Energiekrise: Australien und Singapur verstärken angesichts von Engpässen ihre Zusammenarbeit
Energiekrise: Australien und Singapur verstärken angesichts von Engpässen ihre Zusammenarbeit

Die Staats- und Regierungschefs Australiens und Singapurs haben eine Stärkung ihrer Energiebeziehungen angekündigt, um den globalen Störungen im Zusammenhang mit den Spannungen im Nahen Osten zu begegnen.

Der australische Premierminister Anthony Albanese und sein singapurischer Amtskollege Lawrence Wong bekräftigten ihre Bereitschaft zur engen Zusammenarbeit, um die Versorgung mit wichtigen Ressourcen wie Diesel und Flüssigerdgas (LNG) zu sichern.

Singapur, ein bedeutendes Ölhandelszentrum in Asien, spielt für Australien eine Schlüsselrolle als Hauptlieferant von Benzin sowie als wichtiger Lieferant von Diesel und Kerosin.

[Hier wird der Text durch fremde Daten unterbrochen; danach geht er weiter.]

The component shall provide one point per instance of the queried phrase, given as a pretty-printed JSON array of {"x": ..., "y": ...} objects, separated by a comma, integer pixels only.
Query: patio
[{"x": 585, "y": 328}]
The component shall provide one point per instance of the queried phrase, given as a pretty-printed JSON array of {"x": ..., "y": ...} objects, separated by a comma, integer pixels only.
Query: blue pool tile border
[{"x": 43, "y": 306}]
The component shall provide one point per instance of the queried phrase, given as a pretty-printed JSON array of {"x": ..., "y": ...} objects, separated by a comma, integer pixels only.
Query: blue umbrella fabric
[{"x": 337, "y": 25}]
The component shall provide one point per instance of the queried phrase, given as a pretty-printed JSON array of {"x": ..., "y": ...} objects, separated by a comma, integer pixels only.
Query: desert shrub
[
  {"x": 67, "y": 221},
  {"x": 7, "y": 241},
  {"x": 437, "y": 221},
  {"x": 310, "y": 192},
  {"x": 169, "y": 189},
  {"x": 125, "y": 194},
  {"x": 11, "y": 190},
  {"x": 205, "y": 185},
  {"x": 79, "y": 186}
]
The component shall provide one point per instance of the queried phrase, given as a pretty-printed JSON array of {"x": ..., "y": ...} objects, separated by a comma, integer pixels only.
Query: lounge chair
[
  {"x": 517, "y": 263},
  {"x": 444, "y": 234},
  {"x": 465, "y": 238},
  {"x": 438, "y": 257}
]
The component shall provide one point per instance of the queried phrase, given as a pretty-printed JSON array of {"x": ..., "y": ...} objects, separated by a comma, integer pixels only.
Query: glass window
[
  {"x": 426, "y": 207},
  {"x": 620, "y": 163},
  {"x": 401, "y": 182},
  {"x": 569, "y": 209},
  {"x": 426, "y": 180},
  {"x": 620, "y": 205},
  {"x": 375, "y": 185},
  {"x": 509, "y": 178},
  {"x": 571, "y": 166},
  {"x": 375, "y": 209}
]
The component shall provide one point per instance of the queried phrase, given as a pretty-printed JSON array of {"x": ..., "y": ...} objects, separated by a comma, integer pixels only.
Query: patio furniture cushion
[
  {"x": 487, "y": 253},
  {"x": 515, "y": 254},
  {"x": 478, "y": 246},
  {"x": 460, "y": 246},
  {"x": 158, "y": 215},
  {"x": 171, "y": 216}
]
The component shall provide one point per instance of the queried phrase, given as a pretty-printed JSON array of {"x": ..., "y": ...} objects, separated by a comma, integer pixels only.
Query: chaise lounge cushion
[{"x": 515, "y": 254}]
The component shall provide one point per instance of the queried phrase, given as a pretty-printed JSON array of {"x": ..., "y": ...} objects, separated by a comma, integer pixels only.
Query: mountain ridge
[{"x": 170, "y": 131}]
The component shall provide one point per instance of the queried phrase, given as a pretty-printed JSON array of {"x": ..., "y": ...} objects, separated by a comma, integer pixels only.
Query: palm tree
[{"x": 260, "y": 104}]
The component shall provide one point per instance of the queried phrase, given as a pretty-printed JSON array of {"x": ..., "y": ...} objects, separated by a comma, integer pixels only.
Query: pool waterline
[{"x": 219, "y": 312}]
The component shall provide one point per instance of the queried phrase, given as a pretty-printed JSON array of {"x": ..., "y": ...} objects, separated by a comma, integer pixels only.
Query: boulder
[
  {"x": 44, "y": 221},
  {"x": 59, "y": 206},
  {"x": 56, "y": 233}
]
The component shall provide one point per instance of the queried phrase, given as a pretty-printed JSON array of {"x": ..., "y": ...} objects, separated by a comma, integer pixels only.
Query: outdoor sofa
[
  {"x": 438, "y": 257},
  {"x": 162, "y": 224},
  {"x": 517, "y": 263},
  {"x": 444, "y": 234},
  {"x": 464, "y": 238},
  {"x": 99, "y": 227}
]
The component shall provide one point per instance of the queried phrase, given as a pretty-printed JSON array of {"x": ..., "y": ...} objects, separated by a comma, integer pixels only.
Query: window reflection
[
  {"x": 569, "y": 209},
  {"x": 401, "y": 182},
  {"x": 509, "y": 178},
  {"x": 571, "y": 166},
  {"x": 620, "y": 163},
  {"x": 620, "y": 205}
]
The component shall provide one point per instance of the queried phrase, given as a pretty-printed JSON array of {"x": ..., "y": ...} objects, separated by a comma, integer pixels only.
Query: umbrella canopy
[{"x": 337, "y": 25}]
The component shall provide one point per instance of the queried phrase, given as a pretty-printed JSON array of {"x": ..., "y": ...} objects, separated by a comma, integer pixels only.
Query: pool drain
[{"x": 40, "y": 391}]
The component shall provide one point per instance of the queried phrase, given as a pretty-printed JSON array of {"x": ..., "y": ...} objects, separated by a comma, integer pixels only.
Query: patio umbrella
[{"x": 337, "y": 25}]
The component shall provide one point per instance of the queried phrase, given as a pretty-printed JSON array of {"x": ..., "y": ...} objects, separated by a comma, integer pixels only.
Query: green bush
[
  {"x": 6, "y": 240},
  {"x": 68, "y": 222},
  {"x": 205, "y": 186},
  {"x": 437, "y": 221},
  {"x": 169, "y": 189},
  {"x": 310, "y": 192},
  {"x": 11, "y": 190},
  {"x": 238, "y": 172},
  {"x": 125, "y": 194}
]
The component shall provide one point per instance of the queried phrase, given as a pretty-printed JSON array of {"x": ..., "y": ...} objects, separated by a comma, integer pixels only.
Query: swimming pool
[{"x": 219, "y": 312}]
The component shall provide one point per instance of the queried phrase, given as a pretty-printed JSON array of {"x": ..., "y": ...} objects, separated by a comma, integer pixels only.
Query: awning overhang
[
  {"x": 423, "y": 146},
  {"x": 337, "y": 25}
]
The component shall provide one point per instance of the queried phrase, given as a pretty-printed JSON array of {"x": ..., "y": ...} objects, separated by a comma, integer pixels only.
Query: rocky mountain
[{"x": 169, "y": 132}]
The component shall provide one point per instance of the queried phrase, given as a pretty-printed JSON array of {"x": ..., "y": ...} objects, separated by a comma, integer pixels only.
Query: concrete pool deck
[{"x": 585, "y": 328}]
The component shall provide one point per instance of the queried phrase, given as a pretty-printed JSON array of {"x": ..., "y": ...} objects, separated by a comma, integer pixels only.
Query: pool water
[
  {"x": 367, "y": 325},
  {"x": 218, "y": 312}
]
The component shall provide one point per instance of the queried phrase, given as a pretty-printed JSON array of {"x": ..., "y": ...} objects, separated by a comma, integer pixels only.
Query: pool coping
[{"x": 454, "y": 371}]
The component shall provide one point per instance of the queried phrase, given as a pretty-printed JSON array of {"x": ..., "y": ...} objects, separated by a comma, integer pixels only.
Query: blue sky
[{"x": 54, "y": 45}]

Diese Abhängigkeit wird nun durch einen landesweiten Dieselmangel in Australien deutlich, der insbesondere die Landwirtschaft und den Bergbau beeinträchtigt.

Die Situation verschärfte sich durch Panikkäufe, die zu Engpässen bei den Lagerbeständen an mehreren Tankstellen im ganzen Land führten, da das Land nur über begrenzte Reserven und ein umfangreiches Logistiknetzwerk verfügt.

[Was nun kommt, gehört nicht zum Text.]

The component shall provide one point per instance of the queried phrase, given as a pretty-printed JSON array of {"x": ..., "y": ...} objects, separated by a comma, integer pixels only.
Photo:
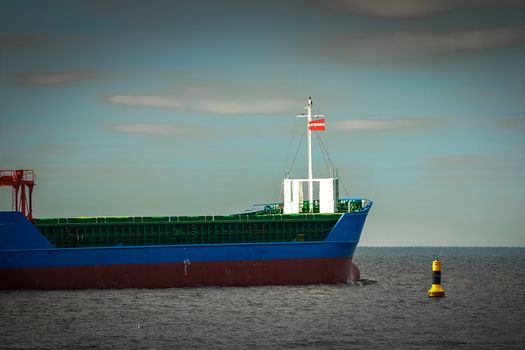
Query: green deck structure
[{"x": 266, "y": 225}]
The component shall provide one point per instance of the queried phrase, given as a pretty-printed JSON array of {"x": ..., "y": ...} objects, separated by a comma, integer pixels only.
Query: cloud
[
  {"x": 412, "y": 8},
  {"x": 62, "y": 77},
  {"x": 20, "y": 41},
  {"x": 459, "y": 159},
  {"x": 406, "y": 45},
  {"x": 210, "y": 100},
  {"x": 376, "y": 124},
  {"x": 512, "y": 123},
  {"x": 160, "y": 129}
]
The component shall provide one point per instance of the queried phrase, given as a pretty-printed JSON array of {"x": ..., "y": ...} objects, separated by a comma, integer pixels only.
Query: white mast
[
  {"x": 293, "y": 188},
  {"x": 310, "y": 172}
]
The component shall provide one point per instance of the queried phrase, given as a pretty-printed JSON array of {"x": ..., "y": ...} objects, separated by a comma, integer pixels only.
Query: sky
[{"x": 189, "y": 108}]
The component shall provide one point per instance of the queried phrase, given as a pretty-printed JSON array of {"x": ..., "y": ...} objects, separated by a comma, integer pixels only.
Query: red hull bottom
[{"x": 169, "y": 275}]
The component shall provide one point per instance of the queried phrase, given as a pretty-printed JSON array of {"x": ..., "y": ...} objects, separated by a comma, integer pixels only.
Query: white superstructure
[{"x": 327, "y": 188}]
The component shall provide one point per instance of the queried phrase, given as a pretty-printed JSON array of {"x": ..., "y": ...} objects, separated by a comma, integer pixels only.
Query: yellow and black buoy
[{"x": 436, "y": 290}]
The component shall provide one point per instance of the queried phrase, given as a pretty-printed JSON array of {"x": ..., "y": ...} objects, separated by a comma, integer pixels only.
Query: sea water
[{"x": 484, "y": 307}]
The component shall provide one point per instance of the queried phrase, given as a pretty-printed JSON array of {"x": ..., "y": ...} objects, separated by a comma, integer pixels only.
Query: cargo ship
[{"x": 308, "y": 238}]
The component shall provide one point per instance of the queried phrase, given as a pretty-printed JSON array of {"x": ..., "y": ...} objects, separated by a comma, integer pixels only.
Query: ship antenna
[{"x": 310, "y": 171}]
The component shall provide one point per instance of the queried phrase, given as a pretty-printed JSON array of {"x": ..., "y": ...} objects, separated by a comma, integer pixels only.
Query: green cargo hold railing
[
  {"x": 268, "y": 225},
  {"x": 131, "y": 231}
]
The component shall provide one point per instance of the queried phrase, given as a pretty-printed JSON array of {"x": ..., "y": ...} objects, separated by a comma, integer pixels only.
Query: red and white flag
[{"x": 316, "y": 125}]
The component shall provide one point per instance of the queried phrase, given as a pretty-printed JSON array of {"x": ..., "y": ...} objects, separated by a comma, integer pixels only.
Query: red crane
[{"x": 19, "y": 180}]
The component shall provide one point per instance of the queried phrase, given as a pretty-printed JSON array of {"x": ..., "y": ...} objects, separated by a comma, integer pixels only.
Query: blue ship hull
[{"x": 29, "y": 261}]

Parallel dazu ist der Energiehandel zwischen den beiden Ländern voneinander abhängig: Australien liefert etwa ein Drittel der LNG-Importe Singapurs, während Singapur für etwa ein Viertel seiner raffinierten Kraftstoffe auf den Stadtstaat angewiesen ist.

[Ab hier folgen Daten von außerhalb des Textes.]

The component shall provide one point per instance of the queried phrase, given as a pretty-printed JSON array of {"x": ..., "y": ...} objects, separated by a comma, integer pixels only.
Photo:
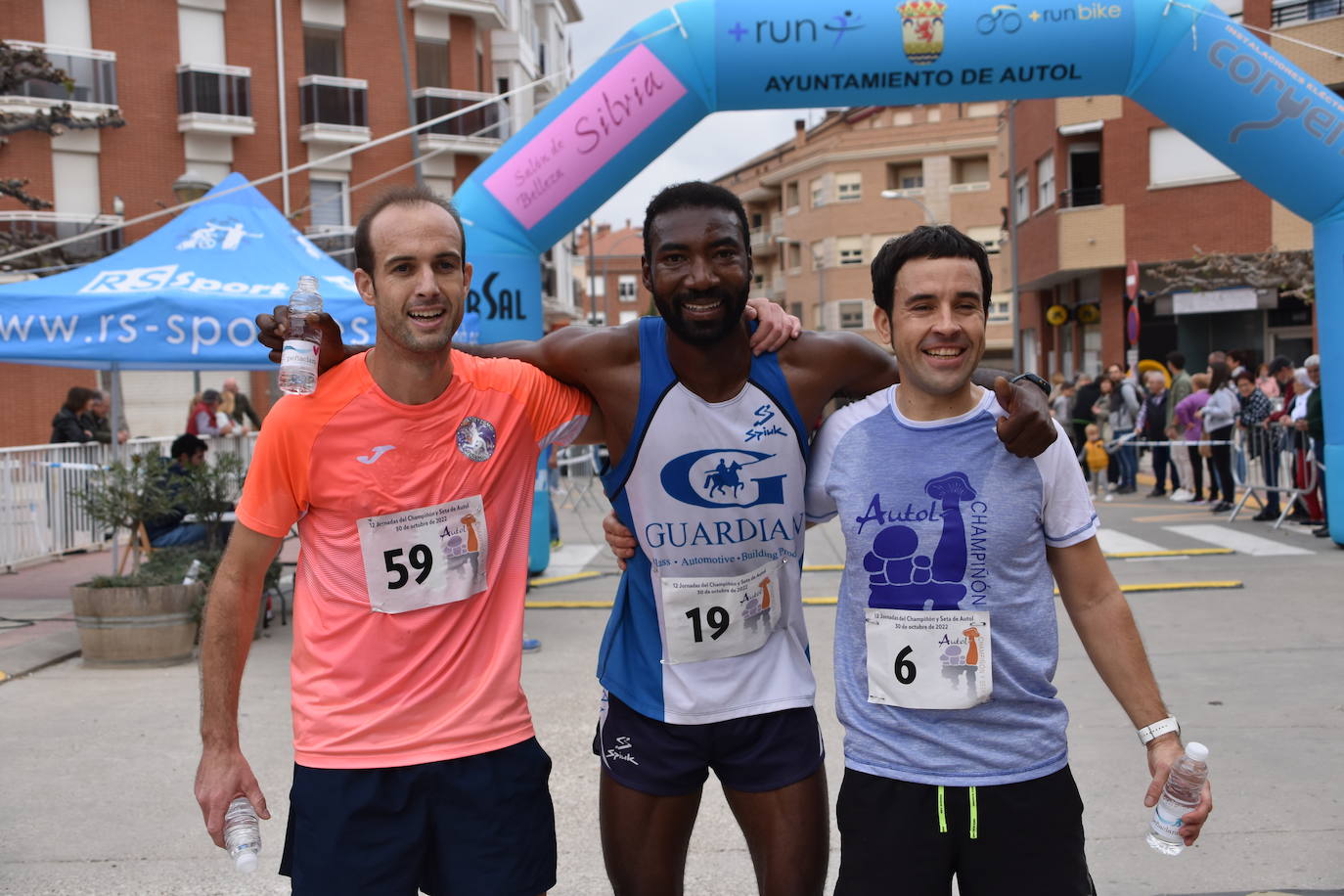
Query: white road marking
[
  {"x": 570, "y": 559},
  {"x": 1116, "y": 542},
  {"x": 1226, "y": 536}
]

In einer gemeinsamen Erklärung betonten die beiden Staatschefs die Notwendigkeit, ein stabiles und regelbasiertes globales Handelssystem zu erhalten, insbesondere in Krisenzeiten.

Diese Annäherung unterstreicht die globalen Auswirkungen geopolitischer Spannungen auf die Energieversorgungsketten und die Notwendigkeit für die Staaten, ihre strategischen Partnerschaften zu stärken, um ihre Energiesicherheit zu gewährleisten.